Fears of a special needs parent.

          When you have a child you have so many hopes for that kid, you want your son or daughter to be able to crawl, walk, talk, grow up and be able to go to school, go to the university and get married, and why not? give you grand kids. But when you are faced with the challenges of raising a special needs child, regardless of the disability  the world around you changes completely.

         All the dreams that you had must disappear, you are faced with situations out of your control, health issues, learning disabilities and people that will never understand your kid, people that will not only say ignorant comments but also make fun or bully your child, they not only come in the shape of a child, but many times are adults the ones with the most hurtful and hateful comments.

         The annoying way some people will look at your child, as if they have seen the most horrendous thing in life and it makes me sick.

          This world is full of ignorant people, those that think that having a child with special needs its a curse from God, the ones that think that its contagious and don't want to get close to your kid and those that will use the "R" word with friends because its cool and they don't feel like its offensive because they are too busy been stupid to get a dictionary and actually read the definition. Oh, but please don't grab the urban dictionary, because that doesn't count as dictionary to me. 

          So the point is clear, we as parents of a special needs kids have lots of fears. We all agree on at least one, we don't know what the future might bring for our kids long or short term... And you might say, well, all parents worry about that. Yes and no!!! Let me tell you why.

          I love my kids and I expect different things from my typical child and from my special needs one, my son has way more chances than my daughter, he has things the easy way. For him its not hard to do everyday things and tasks, and he can be pushed harder so he can succeed at school and in life. With my daughter is way different, she needs more time processing school work, she has a slight chance of not graduating high school, she will have a harder time learning everyday chores and tasks. I'm about 80% sure that my son will give me grand kids, but I'm and 80% sure as well that my daughter wont.

          Its not because she is not capable of been a mother, but because there is a 50% chance that her kids will be born with the same disability, if the father has no disabilities, but if he does then the chance goes way up. So the question comes to my head, if she does have a child, typical or special. Who will take care of that baby? if my daughter will barely be able to take care of her own needs... She might even need help herself. 

          I wont be here forever, so what is my child going to do once I'm gone? who will take care of her? is she going to be ok? will she be protected? who will be there on her hard moments? who will put up with her bad choices? will she find love? or will she be lonely? those are the real fears of a special needs parent, because our normal daily life its really busy, we know more doctors than a regular parent will in their life time, we are ready to fight for that kid needs at school or at the doctors office, we will find our way around a no, we are most of the time exhausted beyond believe, but even that way we find energy to continue day or night, its easier for us to clean human fluids as long as its the fluids or our kids.

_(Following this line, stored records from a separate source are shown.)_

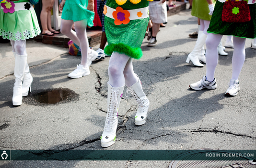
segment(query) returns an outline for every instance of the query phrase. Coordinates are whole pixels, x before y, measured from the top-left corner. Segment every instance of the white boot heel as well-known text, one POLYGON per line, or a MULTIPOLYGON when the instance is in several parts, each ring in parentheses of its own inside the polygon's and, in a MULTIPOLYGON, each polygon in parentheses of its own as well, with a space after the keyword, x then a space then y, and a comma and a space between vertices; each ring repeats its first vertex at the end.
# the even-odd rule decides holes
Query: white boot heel
POLYGON ((107 83, 107 114, 104 131, 101 137, 101 146, 108 147, 116 142, 118 109, 125 86, 113 87, 107 83))
POLYGON ((33 81, 32 76, 29 73, 27 74, 27 76, 29 76, 29 78, 25 79, 25 74, 24 75, 24 79, 23 81, 23 84, 22 85, 22 96, 23 97, 26 96, 28 94, 28 92, 31 92, 31 85, 33 81))
POLYGON ((127 90, 126 93, 127 97, 128 96, 129 92, 132 95, 139 105, 139 108, 135 117, 135 125, 143 125, 146 123, 146 118, 149 110, 150 102, 143 91, 141 82, 139 77, 138 77, 138 81, 135 84, 129 87, 127 87, 127 90))
POLYGON ((186 63, 189 63, 190 62, 190 59, 189 59, 189 57, 187 56, 187 58, 186 58, 186 63))
POLYGON ((14 76, 15 83, 13 87, 12 104, 13 105, 20 105, 22 103, 22 81, 24 76, 24 72, 27 62, 27 55, 18 55, 15 56, 14 66, 14 76))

We multitask, I can at least cook a meal, clean or do the dishes and schedule doctor app's at the same time, we can lift the weight of our kid without complaining, and it doesn't matter if its a one year old or a 17 year old, if it must be done we will do it.

          Some moms and dads require a little more time to adjust to all the new changes of a diagnosed child, some will take months to be able to accept, others will be on denial for longer time, whatever your case, just make sure to tell that child that you love them and that you will always do, it doesn't matter if its a newborn or a 10 year old, just tell that child how much you love him or her. 

          And please don't use the "R" word, life can teach you real lessons and you never know if your own child will be diagnosed with a learning disability or even your grand kid.